I'll reiterate: Read the whole thing.
George Will says it is our civic duty to see 'United 93'
To the long list of Britain's contributions to American cinema -- Charles Chaplin, Bob Hope, Cary Grant, Stan Laurel, Deborah Kerr, Vivien Leigh, Maureen O'Hara, Ronald Colman, David Niven, Boris Karloff, Alfred Hitchcock and others -- add Paul Greengrass, writer and director of "United 93." He imported into Hollywood the commodity most foreign to it: good taste. This is especially shown in the ensemble of unknown character actors and non-actors who play roles they know -- a real pilot plays the pilot, a former flight attendant plays the head flight attendant -- and several persons who play on screen the roles they played on Sept. 11.
Greengrass's scrupulosity is evident in the movie's conscientious, minimal and minimally speculative departures from the facts about the flight painstakingly assembled for the Sept. 11 commission report. This is emphatically not a "docudrama" like Oliver Stone's execrable "JFK," which was "history" as a form of literary looting in which the filmmaker used just enough facts to lend a patina of specious authenticity to tendentious political ax-grinding.
...The message of the movie is: We are all potential soldiers. And we all may be, at any moment, at the war's front, because in this war the front can be anywhere.
The hinge on which the movie turns are 13 words that a passenger speaks, without histrionics, as he and others prepare to rush the cockpit, shortly before the plane plunges into a Pennsylvania field. The words are: "No one is going to help us. We've got to do it ourselves." Those words not only summarize this nation's situation in today's war but also express a citizen's general responsibilities in a free society.
In economic news it was good to see that the federal income tax cuts of several years ago have been renewed. It was stunning to look at this chart illustrating how incredibly progressive the tax system really is. Anyone who claims that Bush's tax cuts are for the rich could only charitably be called a complete ass.
And Wretchard is on an exceptional roll with this follow up to his post that I linked below.
A small, still voice argued that we 21st century bloggers too no longer know what it is all about; and least of all those who formerly had an answer to everything. The really perilous thing about September 11 was that it opened the door into the wide world; raised our eyes from the orderly spectacle of New Year's Day TV football to the sights of Somalia, Iraq and Pakistan. September 11 not only took away lives, it took away innocence: no longer was it possible to repose confidence in the rationality and goodness of man. Not after seeing Zarqawi; not after watching people kill each other for no apparent reason; not after witnessing the madness that passes, in certain circles, for piety. Stat rosa pristina nomine, nomina nuda tenemus.

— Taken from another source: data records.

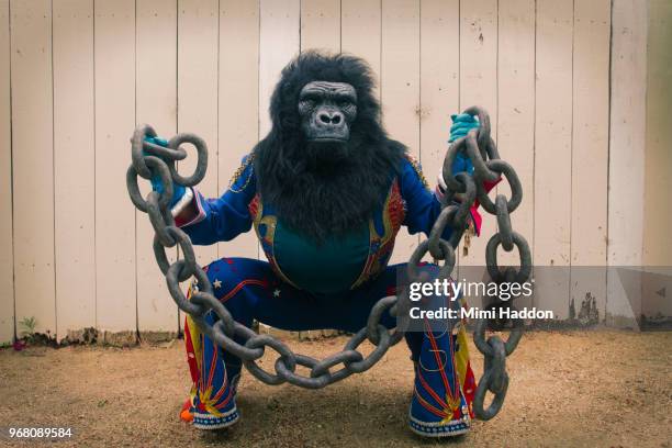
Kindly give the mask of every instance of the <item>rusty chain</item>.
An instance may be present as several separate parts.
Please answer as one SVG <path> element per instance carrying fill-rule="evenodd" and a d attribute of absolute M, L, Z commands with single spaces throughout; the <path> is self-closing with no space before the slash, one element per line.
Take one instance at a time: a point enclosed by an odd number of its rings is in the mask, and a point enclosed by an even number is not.
<path fill-rule="evenodd" d="M 478 115 L 481 127 L 479 131 L 470 131 L 467 137 L 456 141 L 448 150 L 444 163 L 444 178 L 448 188 L 443 210 L 434 224 L 429 238 L 424 240 L 411 256 L 407 265 L 408 283 L 427 280 L 426 272 L 418 269 L 422 258 L 427 253 L 435 260 L 443 261 L 438 273 L 439 279 L 450 278 L 456 264 L 455 248 L 469 226 L 470 208 L 477 198 L 483 204 L 484 210 L 496 214 L 500 225 L 500 232 L 491 238 L 486 248 L 488 268 L 492 279 L 500 282 L 511 278 L 525 280 L 529 275 L 531 267 L 529 246 L 525 238 L 512 231 L 509 221 L 509 213 L 520 203 L 520 182 L 514 169 L 499 159 L 496 147 L 490 137 L 490 119 L 485 111 L 480 108 L 470 108 L 466 112 Z M 152 126 L 142 125 L 135 130 L 132 138 L 132 165 L 126 172 L 126 186 L 133 204 L 149 215 L 149 221 L 156 232 L 154 254 L 161 272 L 166 276 L 168 291 L 178 307 L 191 316 L 201 332 L 220 347 L 238 357 L 254 377 L 267 384 L 289 382 L 302 388 L 321 389 L 352 373 L 369 370 L 391 346 L 403 338 L 410 325 L 411 301 L 407 288 L 404 288 L 399 296 L 391 295 L 380 299 L 371 309 L 367 325 L 348 340 L 341 351 L 323 360 L 294 354 L 280 339 L 270 335 L 259 335 L 235 322 L 226 306 L 214 296 L 205 271 L 197 262 L 191 239 L 176 226 L 169 209 L 173 181 L 184 187 L 193 187 L 205 176 L 208 167 L 205 143 L 193 134 L 179 134 L 169 141 L 168 147 L 163 147 L 146 142 L 147 136 L 156 136 Z M 180 147 L 184 143 L 193 145 L 198 154 L 195 170 L 189 177 L 180 176 L 176 167 L 178 160 L 187 157 L 186 150 Z M 469 155 L 474 166 L 473 177 L 466 172 L 452 176 L 450 167 L 458 152 L 466 152 Z M 160 193 L 150 191 L 143 199 L 137 177 L 150 179 L 155 173 L 161 180 L 163 191 Z M 501 175 L 508 179 L 512 198 L 507 201 L 504 195 L 500 194 L 493 203 L 483 188 L 483 181 L 494 181 Z M 460 201 L 456 201 L 458 198 Z M 447 225 L 450 225 L 453 232 L 449 240 L 444 240 L 441 235 Z M 182 258 L 170 264 L 166 248 L 176 245 L 180 247 Z M 514 271 L 513 268 L 507 268 L 504 272 L 500 270 L 496 262 L 499 245 L 508 251 L 513 250 L 514 246 L 518 248 L 520 268 L 517 271 Z M 180 288 L 180 282 L 192 276 L 198 287 L 192 290 L 191 298 L 188 300 Z M 213 325 L 205 321 L 205 315 L 210 312 L 217 316 Z M 396 317 L 395 328 L 388 329 L 381 324 L 382 315 L 385 312 Z M 477 347 L 485 356 L 484 373 L 479 382 L 474 400 L 474 413 L 483 419 L 492 418 L 501 408 L 508 385 L 505 357 L 515 349 L 522 335 L 522 325 L 518 324 L 514 326 L 506 343 L 503 343 L 499 336 L 491 336 L 485 341 L 486 326 L 486 323 L 479 322 L 474 332 Z M 374 346 L 368 356 L 358 351 L 358 347 L 365 340 L 369 340 Z M 273 372 L 264 370 L 257 363 L 267 347 L 279 355 Z M 296 366 L 309 368 L 310 376 L 298 373 Z M 341 367 L 335 370 L 338 366 Z M 483 410 L 483 397 L 486 391 L 493 392 L 495 399 L 488 410 Z"/>

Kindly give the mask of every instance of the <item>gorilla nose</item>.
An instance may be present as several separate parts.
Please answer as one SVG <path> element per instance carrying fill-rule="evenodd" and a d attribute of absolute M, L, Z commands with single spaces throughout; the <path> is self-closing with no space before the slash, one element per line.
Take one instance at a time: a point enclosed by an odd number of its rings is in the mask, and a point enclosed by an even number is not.
<path fill-rule="evenodd" d="M 318 119 L 321 124 L 339 125 L 343 122 L 343 114 L 340 112 L 321 112 Z"/>

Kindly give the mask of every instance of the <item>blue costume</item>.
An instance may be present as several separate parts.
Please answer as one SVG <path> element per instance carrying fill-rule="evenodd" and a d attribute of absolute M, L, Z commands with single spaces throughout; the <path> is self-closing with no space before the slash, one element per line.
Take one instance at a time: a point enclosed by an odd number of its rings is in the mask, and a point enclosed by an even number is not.
<path fill-rule="evenodd" d="M 317 247 L 288 228 L 272 205 L 262 202 L 253 156 L 247 156 L 221 198 L 205 199 L 195 192 L 198 216 L 178 224 L 197 245 L 231 240 L 254 226 L 269 261 L 223 258 L 205 268 L 215 296 L 237 322 L 250 326 L 258 320 L 288 331 L 357 332 L 366 325 L 372 305 L 404 284 L 406 265 L 388 266 L 400 227 L 428 234 L 440 213 L 439 200 L 412 158 L 404 159 L 391 179 L 387 198 L 367 225 Z M 423 269 L 437 271 L 434 265 Z M 215 318 L 212 312 L 208 315 L 210 323 Z M 391 328 L 396 322 L 385 313 L 382 324 Z M 235 423 L 240 360 L 200 333 L 189 316 L 186 341 L 193 388 L 182 418 L 199 428 Z M 435 437 L 467 432 L 475 384 L 463 326 L 407 333 L 406 343 L 416 371 L 411 429 Z"/>

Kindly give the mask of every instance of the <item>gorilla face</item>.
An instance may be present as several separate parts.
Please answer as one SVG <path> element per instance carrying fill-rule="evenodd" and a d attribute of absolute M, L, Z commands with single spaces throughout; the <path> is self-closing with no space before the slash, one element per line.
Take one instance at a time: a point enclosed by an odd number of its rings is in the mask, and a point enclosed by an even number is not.
<path fill-rule="evenodd" d="M 309 82 L 299 93 L 299 115 L 309 143 L 346 143 L 357 117 L 357 92 L 345 82 Z"/>

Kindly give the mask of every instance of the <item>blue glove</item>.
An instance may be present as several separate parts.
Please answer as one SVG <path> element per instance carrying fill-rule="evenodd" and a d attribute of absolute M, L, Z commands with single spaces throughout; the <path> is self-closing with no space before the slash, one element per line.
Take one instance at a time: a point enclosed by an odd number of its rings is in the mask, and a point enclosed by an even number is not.
<path fill-rule="evenodd" d="M 160 137 L 145 137 L 145 142 L 154 143 L 155 145 L 168 147 L 168 141 Z M 164 184 L 161 183 L 161 177 L 159 175 L 155 175 L 149 180 L 152 182 L 152 189 L 159 194 L 164 192 Z M 179 183 L 172 182 L 172 199 L 170 200 L 170 208 L 172 209 L 175 204 L 178 203 L 180 199 L 184 195 L 187 189 L 184 186 L 180 186 Z"/>
<path fill-rule="evenodd" d="M 450 115 L 452 125 L 450 126 L 450 138 L 448 143 L 452 143 L 458 138 L 464 137 L 470 130 L 479 128 L 479 123 L 475 116 L 468 113 L 460 113 L 459 115 Z M 452 163 L 452 175 L 466 171 L 469 175 L 473 172 L 473 165 L 464 152 L 459 152 Z"/>
<path fill-rule="evenodd" d="M 448 143 L 452 143 L 460 137 L 467 136 L 469 131 L 478 130 L 481 125 L 475 116 L 468 113 L 450 115 L 450 120 L 452 120 L 452 125 L 450 126 L 450 138 L 448 138 Z"/>

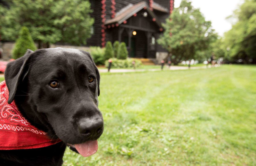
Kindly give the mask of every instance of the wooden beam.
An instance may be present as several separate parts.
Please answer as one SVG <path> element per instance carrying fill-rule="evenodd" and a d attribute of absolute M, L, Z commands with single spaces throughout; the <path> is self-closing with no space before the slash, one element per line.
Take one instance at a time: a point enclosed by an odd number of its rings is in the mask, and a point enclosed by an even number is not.
<path fill-rule="evenodd" d="M 124 30 L 124 28 L 119 27 L 118 30 L 118 41 L 119 42 L 121 42 L 122 40 L 122 34 Z"/>
<path fill-rule="evenodd" d="M 127 28 L 130 29 L 133 29 L 134 30 L 139 30 L 140 31 L 145 31 L 147 32 L 153 32 L 153 33 L 156 33 L 157 32 L 156 31 L 150 29 L 147 29 L 144 28 L 141 28 L 140 27 L 138 27 L 135 26 L 132 26 L 129 25 L 125 25 L 124 24 L 121 24 L 119 26 L 121 27 L 123 27 L 124 28 Z"/>

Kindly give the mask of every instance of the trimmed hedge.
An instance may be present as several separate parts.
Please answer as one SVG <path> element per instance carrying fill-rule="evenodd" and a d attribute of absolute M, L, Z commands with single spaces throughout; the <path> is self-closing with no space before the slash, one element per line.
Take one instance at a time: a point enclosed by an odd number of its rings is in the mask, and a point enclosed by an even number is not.
<path fill-rule="evenodd" d="M 15 46 L 12 50 L 12 58 L 16 59 L 21 57 L 25 54 L 28 49 L 35 51 L 36 49 L 36 47 L 28 29 L 26 26 L 23 26 L 20 31 L 19 38 L 16 41 Z"/>
<path fill-rule="evenodd" d="M 105 63 L 105 48 L 100 48 L 100 47 L 90 47 L 89 51 L 96 65 L 103 65 Z"/>
<path fill-rule="evenodd" d="M 116 41 L 114 42 L 114 43 L 113 44 L 113 47 L 114 49 L 114 57 L 116 58 L 117 57 L 118 48 L 120 44 L 119 41 Z"/>
<path fill-rule="evenodd" d="M 113 49 L 113 47 L 111 42 L 108 41 L 106 43 L 106 49 L 105 50 L 105 54 L 104 57 L 105 60 L 107 60 L 111 58 L 113 58 L 114 56 L 114 51 Z"/>
<path fill-rule="evenodd" d="M 126 59 L 118 59 L 116 58 L 112 58 L 112 64 L 111 67 L 115 68 L 132 68 L 133 67 L 132 61 L 135 61 L 135 67 L 136 68 L 140 67 L 142 64 L 141 61 L 136 59 L 128 58 Z M 105 66 L 108 67 L 108 61 L 105 62 Z"/>
<path fill-rule="evenodd" d="M 128 57 L 128 51 L 124 42 L 122 42 L 119 45 L 117 51 L 117 59 L 126 59 Z"/>

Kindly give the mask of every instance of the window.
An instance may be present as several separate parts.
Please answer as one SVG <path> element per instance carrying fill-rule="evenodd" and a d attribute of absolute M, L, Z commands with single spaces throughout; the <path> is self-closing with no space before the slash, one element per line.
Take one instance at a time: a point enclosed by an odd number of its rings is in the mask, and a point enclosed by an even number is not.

....The imaginary William of Baskerville, Eco tells us, died in the Great Plague. But while he lived, he lived. And may live still in some meaningful sense, at least to those interested in solving murders. Those passing familiar with Jesus' teachings know He taught that the path to the Father led through the ordinary. Those who prefer other metaphors may wish to think of a heterogenous universe, where meaning and love imperishable exist side by side with cruelty, horror and absurdity. And we must choose whether to try and understand it all or create and defend a bubble in which love and meaning truly do exist.
For these somewhat fanciful reasons I hope that the blogosphere will become less a cockpit of argument and ideas -- though it will always be that -- and more a forum for action: a place to facilitate meetings between real people, develop actual applications and accomplish physical tasks. There never was a flower, a glass of beer or a child's laugh that was ever truly futile. Et in saecula saeculorum. Amen.